VM-based evaluation cost: Running agents in remote VMs for each task instance is expensive and may limit benchmark accessibility for smaller labs.
Economic value proxy: Tasks are designed to reflect "economically valuable work" but the mapping from task performance to actual economic productivity is not validated.
Rapid saturation risk: The <1% Last-Exam tier may be solved faster than expected given the pace of AI progress.

Connections & Follow-ups¶

Situated in the lineage of agent benchmarks: SWE-bench (software engineering), WebArena (web tasks), AgentBench (general agent), and GAIA (assistant agents). ALE distinguishes itself through breadth (13 industry clusters) and economic relevance criteria. The three-tier design mirrors the "saturation → harder → saturation" pattern seen in MMLU → MMLU-Pro → MMLU-Redux. The failure taxonomy provides a useful framework for interpreting results on other agent benchmarks as well.

My Take¶

ALE is a welcome contribution to the benchmarking ecosystem.
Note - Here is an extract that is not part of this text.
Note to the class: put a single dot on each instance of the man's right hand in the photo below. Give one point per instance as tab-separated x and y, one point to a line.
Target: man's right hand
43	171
The economic-relevance criterion is an important corrective to benchmarks that measure capabilities without asking "capabilities for what?" The failure taxonomy is particularly valuable — the finding that 47% of errors are approach/strategy failures rather than execution failures suggests that better prompting and planning (not just better coding) is the bottleneck. The 3× model > harness finding will be cited heavily in procurement decisions. My main concern is saturation timeline: if ALE Near-Term is at 38% today, it could be solved in 12-18 months. The Last-Exam tier's <1% baseline provides headroom, but benchmarks are more useful when the middle tier provides resolution.